Should I instead have a CustomerManagment service which handles deleting Customers and their associated Orders which would references both a IOrderRepository and ICustomerRepository? In that case how can I be sure that people know to use the Service and not the repository to delete Customers. Is that just down to educating them on how to use the model correctly?
I probably wouldn't go a service route for something so intimately tied to the repository. As for how to make sure a service is used...you just don't put a public Delete on the CustomerRepository. Or, you throw an error if deleting a Customer would leave orphaned Orders.
Another option would be to have a ValueObject describing the association between the Order and the Customer ARs, VO which will contain the CustomerId and additional information you might need - name,address etc (something like ClientInfo or CustomerData).
This has several advantages:
Your ARs are decoupled - and now can be partitioned, stored as event streams etc.
In the Order ARs you usually need to keep the information you had about the customer at the time of the order creation and not reflect on it any future changes made to the customer.
In almost all the cases the information in the value object will be enough to perform the read operations ( display customer info with the order ).

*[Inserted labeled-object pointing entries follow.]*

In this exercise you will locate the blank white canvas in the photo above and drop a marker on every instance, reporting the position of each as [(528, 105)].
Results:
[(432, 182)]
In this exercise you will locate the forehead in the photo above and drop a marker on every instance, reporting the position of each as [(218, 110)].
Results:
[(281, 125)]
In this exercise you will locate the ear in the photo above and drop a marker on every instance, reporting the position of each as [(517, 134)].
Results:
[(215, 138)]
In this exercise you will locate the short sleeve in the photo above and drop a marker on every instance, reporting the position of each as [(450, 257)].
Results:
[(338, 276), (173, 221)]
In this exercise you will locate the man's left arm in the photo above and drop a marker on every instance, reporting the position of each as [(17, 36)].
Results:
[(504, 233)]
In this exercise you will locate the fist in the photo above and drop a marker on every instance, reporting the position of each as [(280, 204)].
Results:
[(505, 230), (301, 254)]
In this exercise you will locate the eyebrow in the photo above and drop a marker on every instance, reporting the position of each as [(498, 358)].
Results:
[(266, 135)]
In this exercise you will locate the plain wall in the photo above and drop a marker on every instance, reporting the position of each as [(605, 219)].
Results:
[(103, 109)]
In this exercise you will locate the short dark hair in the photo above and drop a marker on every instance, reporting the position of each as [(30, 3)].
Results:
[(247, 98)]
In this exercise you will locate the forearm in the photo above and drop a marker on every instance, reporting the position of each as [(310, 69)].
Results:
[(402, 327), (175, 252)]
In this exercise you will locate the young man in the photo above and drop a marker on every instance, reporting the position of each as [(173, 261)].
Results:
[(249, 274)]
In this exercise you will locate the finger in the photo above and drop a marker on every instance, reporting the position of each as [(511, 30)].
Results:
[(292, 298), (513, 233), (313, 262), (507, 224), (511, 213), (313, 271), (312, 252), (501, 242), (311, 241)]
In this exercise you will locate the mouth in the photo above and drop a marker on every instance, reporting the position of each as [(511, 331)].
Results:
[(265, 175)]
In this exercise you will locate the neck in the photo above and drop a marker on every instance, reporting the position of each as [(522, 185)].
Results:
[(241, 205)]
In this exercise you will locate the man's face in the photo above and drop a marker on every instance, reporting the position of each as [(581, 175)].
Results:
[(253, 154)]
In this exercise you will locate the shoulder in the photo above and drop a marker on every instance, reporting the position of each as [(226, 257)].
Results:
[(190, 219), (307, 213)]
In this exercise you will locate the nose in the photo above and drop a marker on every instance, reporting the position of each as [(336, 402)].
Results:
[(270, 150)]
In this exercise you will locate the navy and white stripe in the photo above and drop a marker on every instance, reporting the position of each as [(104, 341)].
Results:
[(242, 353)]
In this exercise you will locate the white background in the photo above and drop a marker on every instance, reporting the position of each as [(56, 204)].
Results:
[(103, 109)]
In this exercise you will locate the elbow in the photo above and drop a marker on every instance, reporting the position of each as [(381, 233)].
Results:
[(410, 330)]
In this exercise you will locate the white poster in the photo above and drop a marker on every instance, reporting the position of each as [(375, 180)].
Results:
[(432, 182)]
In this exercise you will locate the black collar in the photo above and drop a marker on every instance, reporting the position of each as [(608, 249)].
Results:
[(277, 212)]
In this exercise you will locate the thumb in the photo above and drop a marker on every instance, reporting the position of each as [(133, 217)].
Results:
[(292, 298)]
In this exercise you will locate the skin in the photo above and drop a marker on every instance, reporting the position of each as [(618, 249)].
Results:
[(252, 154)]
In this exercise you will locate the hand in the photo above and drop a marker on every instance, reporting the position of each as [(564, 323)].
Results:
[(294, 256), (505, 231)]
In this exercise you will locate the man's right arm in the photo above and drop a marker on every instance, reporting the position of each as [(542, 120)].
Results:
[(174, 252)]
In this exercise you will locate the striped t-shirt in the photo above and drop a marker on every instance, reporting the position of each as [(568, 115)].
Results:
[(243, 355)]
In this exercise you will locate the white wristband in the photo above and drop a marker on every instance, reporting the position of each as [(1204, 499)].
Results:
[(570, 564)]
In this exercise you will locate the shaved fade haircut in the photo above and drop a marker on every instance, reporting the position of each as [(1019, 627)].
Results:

To handle the Deletion/deactivation of a Customer you have the freedom to chose any behavior you like. You can use DomainEvents and publish a CustomerDeleted event for which you can have a handler that moves the Orders to an archive, or deletes them or whatever you need. You can also perform more than one operation on that event.
If for whatever reason DomainEvents are not your choice you can have the Delete operation implemented as a service operation and not as a repository operation and use a UOW to perform the operations on both ARs.
I have seen a lot of problems like this when trying to do DDD and i think that the source of the problems is that developers/modelers have a tendency to think in DB terms. You ( we :) ) have a natural tendency to remove redundancy and normalize the domain model. Once you get over it and allow your model to evolve and implicate the domain expert(s) in it's evolution you will see that it's not that complicated and it's quite natural.
UPDATE: and a similar VO - OrderInfo can be placed inside the Customer AR if needed, with only the needed information - order total, order items count etc.